More information about argument assignment differences can be found here.

Amiram
  • 1,227
  • 6
  • 14
  • Hi @Amiram, I've just realised that I forgot to mention that `tasks` is my `result_col` parameter! Hence the trouble... Many thanks though! p.s.: I just edited the question so that's clearer! – Adam B. Jan 20 '20 at 09:44
  • Are you still having a problem? – Amiram Jan 20 '20 at 09:58
  • Yes, still haven't figured out how to pass the first argument and kwargs (which are constant) to the function and the second argument as the iterable for multiprocessing. – Adam B. Jan 20 '20 at 10:20
  • I wonder however, in the same fashion, if my function had three args and kwargs, and I wanted to keep arg1, arg3 and kwargs costant, how could I pass arg2 as a list for multiprocessing?

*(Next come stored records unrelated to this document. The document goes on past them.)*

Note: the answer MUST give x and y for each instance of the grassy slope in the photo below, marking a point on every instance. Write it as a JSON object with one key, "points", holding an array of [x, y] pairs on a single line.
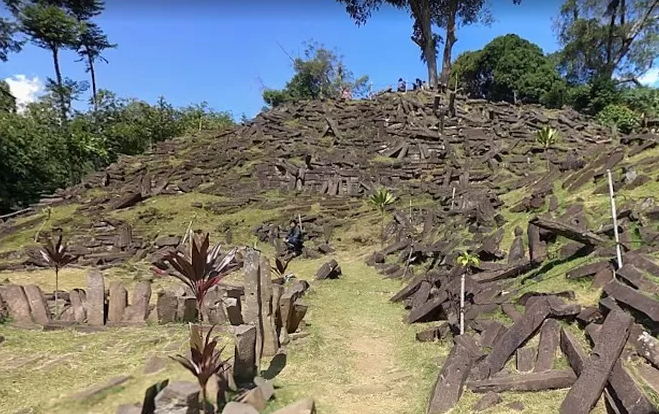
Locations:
{"points": [[360, 357]]}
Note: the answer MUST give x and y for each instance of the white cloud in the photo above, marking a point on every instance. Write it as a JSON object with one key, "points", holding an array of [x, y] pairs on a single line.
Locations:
{"points": [[650, 78], [24, 89]]}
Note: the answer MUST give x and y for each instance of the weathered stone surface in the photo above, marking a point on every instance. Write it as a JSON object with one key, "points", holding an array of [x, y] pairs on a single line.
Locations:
{"points": [[625, 394], [244, 365], [513, 338], [95, 301], [634, 299], [645, 344], [234, 407], [166, 306], [178, 397], [549, 339], [525, 359], [138, 310], [270, 338], [16, 300], [438, 332], [299, 311], [153, 364], [306, 406], [586, 391], [118, 301], [37, 302], [77, 298], [536, 381], [490, 399], [329, 270], [450, 382], [234, 311]]}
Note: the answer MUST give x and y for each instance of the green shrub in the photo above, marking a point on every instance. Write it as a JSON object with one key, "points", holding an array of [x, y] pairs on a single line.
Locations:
{"points": [[620, 116]]}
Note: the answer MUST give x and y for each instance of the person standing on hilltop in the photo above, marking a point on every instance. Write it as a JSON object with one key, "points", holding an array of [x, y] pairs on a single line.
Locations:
{"points": [[402, 87], [293, 239]]}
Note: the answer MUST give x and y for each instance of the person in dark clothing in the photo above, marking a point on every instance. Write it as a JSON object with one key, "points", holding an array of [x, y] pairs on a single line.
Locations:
{"points": [[402, 87], [294, 238]]}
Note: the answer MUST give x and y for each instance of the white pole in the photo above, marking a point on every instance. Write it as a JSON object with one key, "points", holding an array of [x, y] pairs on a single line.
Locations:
{"points": [[462, 283], [615, 219]]}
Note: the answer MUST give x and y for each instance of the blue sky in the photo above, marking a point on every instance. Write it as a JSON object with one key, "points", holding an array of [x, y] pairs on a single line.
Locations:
{"points": [[226, 53]]}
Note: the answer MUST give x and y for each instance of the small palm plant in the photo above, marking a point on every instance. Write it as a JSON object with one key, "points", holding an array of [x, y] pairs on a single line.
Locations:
{"points": [[547, 137], [465, 260], [204, 362], [48, 211], [54, 252], [280, 267], [200, 268], [381, 199]]}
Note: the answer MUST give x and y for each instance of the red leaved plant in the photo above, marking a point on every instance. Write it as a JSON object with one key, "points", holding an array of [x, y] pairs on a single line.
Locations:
{"points": [[200, 268], [205, 360], [55, 254]]}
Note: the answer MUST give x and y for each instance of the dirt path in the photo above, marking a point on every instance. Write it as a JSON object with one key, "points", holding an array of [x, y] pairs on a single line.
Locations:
{"points": [[360, 357]]}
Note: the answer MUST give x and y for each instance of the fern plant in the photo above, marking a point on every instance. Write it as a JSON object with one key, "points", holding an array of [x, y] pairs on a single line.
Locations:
{"points": [[381, 199], [546, 137]]}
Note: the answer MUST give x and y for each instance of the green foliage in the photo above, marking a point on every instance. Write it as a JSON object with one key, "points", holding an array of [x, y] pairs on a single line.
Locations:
{"points": [[467, 259], [54, 252], [320, 74], [7, 100], [603, 38], [623, 118], [506, 66], [547, 137], [381, 199]]}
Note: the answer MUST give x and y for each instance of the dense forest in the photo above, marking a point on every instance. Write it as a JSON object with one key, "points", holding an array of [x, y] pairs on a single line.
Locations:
{"points": [[49, 144], [606, 48]]}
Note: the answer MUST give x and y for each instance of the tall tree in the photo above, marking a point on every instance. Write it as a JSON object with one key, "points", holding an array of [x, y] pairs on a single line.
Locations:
{"points": [[425, 14], [49, 27], [608, 38], [91, 41], [321, 73], [8, 41]]}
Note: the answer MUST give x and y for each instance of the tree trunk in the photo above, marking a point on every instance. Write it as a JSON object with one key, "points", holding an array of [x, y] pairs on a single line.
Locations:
{"points": [[60, 84], [431, 61], [92, 73], [449, 41]]}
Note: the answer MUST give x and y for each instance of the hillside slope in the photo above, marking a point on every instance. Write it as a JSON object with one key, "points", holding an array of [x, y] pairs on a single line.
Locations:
{"points": [[468, 175]]}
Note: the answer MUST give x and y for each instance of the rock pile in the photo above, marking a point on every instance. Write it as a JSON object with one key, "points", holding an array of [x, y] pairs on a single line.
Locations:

In essence, how will I inidicate multiprocessing that `map(partial(test_func, 'This is arg1', 'This would be arg3', **just_a_dict), arg2)` the second value in partial corresponds to arg3 and not arg2? – Adam B. Jan 21 '20 at 09:46
  • I have added another update to the original answer. – Amiram Jan 21 '20 at 10:54
3

If there is a piece of data that is constant/fixed across all works/jobs, then it is better to "initialize" the processes in the pool with this fixed data during the creation of the pool and map over the varying data. This avoids resending of fixed data with every job request. In your case, I'd do something like the following:

df = None
kw = {}

def initialize(df_in, kw_in):
    global df, kw
    df, kw = df_in, kw_in

def worker(data):
    # computation involving df, kw, and data
    ...

...
    with multiprocessing.Pool(max_number_processes, intializer, (base, keywords)) as pool:
        pool.map(worker, varying_data)

This gist contains a full blown example of using the initializer. This blog post explains the performance gains from using initializer.